The coronavirus could infect as many as 750,000 people in North Carolina by the end of May if social distancing policies are not extended past April, according to a predictive model unveiled Monday by scientists from Duke and UNC-Chapel Hill.
The model, which is the composite of three models, predicts that 250,000 people in North Carolina could be infected if social distancing policies were extended throughout May.
The model is not an official product of Duke or UNC, but of the individual scientists who worked to aid the state. It was developed with the help of Blue Cross and Blue Shield of North Carolina, NoviSci and RTI International, in addition to the universities.
The model suggests that there is a greater than 50% chance of exceeding hospital and ICU capacity if social distancing policies are not extended beyond their current end of April date. If current or similar policies were enacted beyond their current end date, that probability drops to around 20%.

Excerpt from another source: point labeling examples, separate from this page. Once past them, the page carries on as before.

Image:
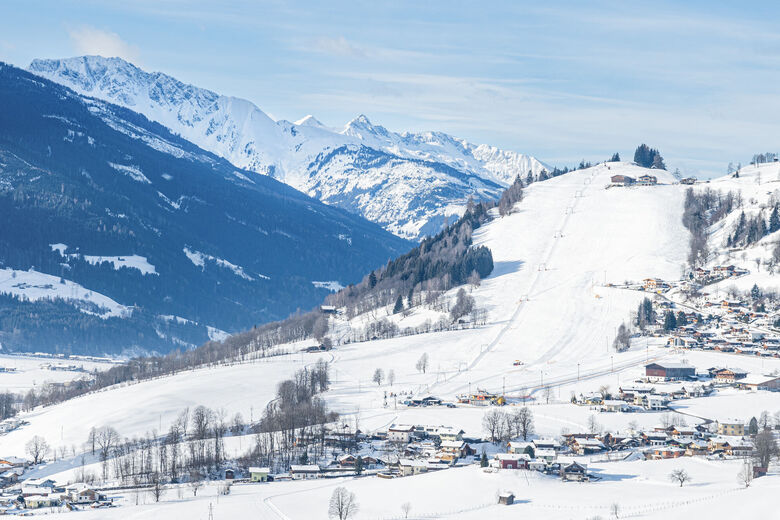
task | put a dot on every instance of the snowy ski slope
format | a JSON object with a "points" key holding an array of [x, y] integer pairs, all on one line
{"points": [[546, 301]]}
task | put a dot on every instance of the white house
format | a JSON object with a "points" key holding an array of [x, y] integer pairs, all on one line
{"points": [[400, 433], [304, 471]]}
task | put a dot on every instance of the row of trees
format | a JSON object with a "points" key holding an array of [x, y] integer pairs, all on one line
{"points": [[749, 230], [702, 210], [510, 197], [503, 426], [649, 157]]}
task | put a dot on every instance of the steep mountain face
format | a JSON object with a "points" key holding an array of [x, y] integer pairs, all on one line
{"points": [[119, 235], [440, 172]]}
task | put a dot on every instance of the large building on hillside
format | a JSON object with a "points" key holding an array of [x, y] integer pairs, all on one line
{"points": [[669, 371]]}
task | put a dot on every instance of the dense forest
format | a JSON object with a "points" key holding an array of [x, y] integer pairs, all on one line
{"points": [[105, 181]]}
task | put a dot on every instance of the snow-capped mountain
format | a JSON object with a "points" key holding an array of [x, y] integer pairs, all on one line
{"points": [[119, 236], [439, 172]]}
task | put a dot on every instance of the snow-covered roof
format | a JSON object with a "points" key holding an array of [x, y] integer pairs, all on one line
{"points": [[304, 468]]}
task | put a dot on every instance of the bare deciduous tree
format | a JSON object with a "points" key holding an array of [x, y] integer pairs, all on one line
{"points": [[745, 475], [378, 377], [523, 421], [680, 476], [593, 424], [37, 448], [158, 488], [196, 481], [765, 448], [342, 504], [493, 423], [422, 363]]}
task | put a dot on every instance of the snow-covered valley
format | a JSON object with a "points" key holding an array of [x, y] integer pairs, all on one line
{"points": [[409, 183], [553, 301]]}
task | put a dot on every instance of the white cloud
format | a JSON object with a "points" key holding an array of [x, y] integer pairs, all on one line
{"points": [[90, 40], [339, 46]]}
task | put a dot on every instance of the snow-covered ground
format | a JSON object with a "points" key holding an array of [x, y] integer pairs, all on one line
{"points": [[760, 188], [549, 307], [34, 371], [32, 285], [641, 489]]}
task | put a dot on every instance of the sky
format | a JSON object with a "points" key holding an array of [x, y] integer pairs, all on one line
{"points": [[562, 81]]}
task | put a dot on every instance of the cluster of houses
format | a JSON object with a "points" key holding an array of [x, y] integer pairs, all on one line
{"points": [[681, 380], [713, 323], [45, 493], [720, 272], [662, 442], [625, 180], [643, 180]]}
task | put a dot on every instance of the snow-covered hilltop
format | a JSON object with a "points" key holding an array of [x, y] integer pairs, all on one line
{"points": [[408, 182]]}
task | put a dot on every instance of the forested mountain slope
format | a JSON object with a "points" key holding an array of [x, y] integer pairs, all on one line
{"points": [[148, 241], [409, 183]]}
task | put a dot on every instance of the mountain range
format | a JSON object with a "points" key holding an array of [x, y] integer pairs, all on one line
{"points": [[409, 183], [119, 235]]}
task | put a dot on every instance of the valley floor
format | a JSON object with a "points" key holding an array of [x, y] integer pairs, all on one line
{"points": [[549, 308]]}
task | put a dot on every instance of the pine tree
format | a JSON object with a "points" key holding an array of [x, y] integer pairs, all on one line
{"points": [[670, 323], [774, 220], [658, 162], [681, 319], [399, 304]]}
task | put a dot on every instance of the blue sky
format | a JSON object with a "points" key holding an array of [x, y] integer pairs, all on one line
{"points": [[560, 80]]}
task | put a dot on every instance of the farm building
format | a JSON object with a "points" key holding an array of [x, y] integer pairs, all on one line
{"points": [[669, 371]]}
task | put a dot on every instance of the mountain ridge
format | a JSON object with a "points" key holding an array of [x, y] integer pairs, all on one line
{"points": [[112, 204], [242, 133]]}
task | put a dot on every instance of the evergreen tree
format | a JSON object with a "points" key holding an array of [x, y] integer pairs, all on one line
{"points": [[670, 323], [774, 220], [658, 162], [681, 319], [648, 157], [645, 314], [529, 450], [399, 304], [753, 426]]}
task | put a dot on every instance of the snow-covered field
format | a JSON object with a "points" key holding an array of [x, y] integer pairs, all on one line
{"points": [[33, 371], [549, 306], [641, 489], [32, 285]]}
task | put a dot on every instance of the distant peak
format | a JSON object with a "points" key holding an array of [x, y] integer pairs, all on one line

The state’s projection comes as a model created by University of Washington researchers has dramatically cut the number of deaths it predicts in North Carolina. Researchers at the school’s Institute for Health Metrics and Evaluation now think about 500 people will die from COVID-19 in North Carolina, down from the more than 2,400 they predicted just a week and a half ago.
Those initial projections came before Gov. Roy Cooper instituted a statewide stay-at-home order and banned gatherings of more than 10 people.